Red Bull Racing has '100 per cent' cured the reliability issues that threatened to derail its Chinese Grand Prix glory and is now fully focussed on triumphing again in Bahrain this weekend - with Christian Horner admitting that the spectacular Shanghai success was undoubtedly a 'monkey off the team's back'.

The weather undeniably played a part in Sebastian Vettel's victory last weekend, with the young German's RB5 and the sister machine of team-mate Mark Webber clearly working extremely well in wet conditions - arguably better than any other car in the 2009 field. Happily and perhaps crucially, there was also no repeat of the 'rogue' driveshaft woes that had hampered the duo's pre-qualifying preparations.

That, cynics have mused, means the pressure is on for the Milton Keynes-based outfit to prove it can win in the dry too - and Sakhir this weekend will assuredly be that. Horner may joke that 'we were very good in the wet, so maybe we would be alright in the sand', but he knows that the squad now has to keep delivering.

"It was a fantastic result for the team, for Red Bull [and] for Mr [Dietrich] Mateschitz, who has put so much effort into the teams and into Formula 1," RBR's team principal acknowledged. "It was a massive high. It was a monkey off our back to get the first pole, first win and a one-two. We have had great support from our partners, with quite a good engine and I thank Flavio [Briatore] and Renault for that. It has been a great week, and the whole team in Milton Keynes have worked tremendously hard to achieve that result. We have just got to do it again now. We did not have long to enjoy it and we are focussed on the next one.

"I think our performances in the first two races were very encouraging - even before the China result we had qualified in the top three in Melbourne and in Malaysia. We were unlucky not to get a podium in Melbourne, so the performance of the car had already been there. We knew through winter testing that we had a very good package; the challenge for us is to maintain the momentum against the bigger teams and keep up the level of development. That is going to be a big challenge, but everybody is focussed on that back in the UK.

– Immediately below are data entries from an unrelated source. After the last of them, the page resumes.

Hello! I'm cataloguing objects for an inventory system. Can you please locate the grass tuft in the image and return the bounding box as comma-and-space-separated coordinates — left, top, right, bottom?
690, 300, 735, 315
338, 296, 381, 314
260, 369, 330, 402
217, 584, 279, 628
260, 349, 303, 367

"The encouraging thing is that we know that we have performance still to come from the underbody of the car now that the regulations are clear regarding diffusers, so we have got that step to look forward to. The team is obviously very, very focussed on building on what we have achieved. There is still a long way to go in the championship and these guys (the other teams) aren't going to be hanging around. They are going to be coming back very soon."

Indeed, many fear just how quick the Adrian Newey-penned RB5 will be once it is fitted with a 'double-decker' split-level diffuser - reckoned to be worth as much as half a second a lap in terms of time benefit - with their only minor relief Horner's suggestion that the device is unlikely to be race-ready before Monaco. Whilst joking that 'we heard Flavio has set up a business for diffusers with holes in - he is coming to the market very shortly with it, so I am sure we will be taking one very soon', the Englishman did concede that 'for us it is quite a big job because of the different back end solution that we have compared to our competitors'.

Though the teams may compete against each other on the track, finally, Horner - a former racer himself - is adamant that off-track, in the guise of the Formula One Teams' Association (FOTA), harmony is all-important, particularly in the light of the top flight's dramatic cost-cutting drive at present. Following a solid start to what is an unprecedented alliance between the sport's contenders, now, he stresses, the key is 'to keep going'.

"In Formula 1 you have three important parties," the 35-year-old underlined. "You've got the teams that are now working within FOTA, you've got the FIA and you've got the commercial-rights holder (Bernie Ecclestone) - and especially in challenging economic times it needs all three parties to work together very carefully and very closely.

"I think a lot of good work has already been done through FOTA working with the FIA, with the cost reductions that we've seen so far for this year - the engine cost reductions, the testing reductions just to name a couple - but it's important to keep going because we've only just started. I think that the next couple of months are going to be crucial to really safeguard the future of Formula 1, not just for 2010 but for the next five years."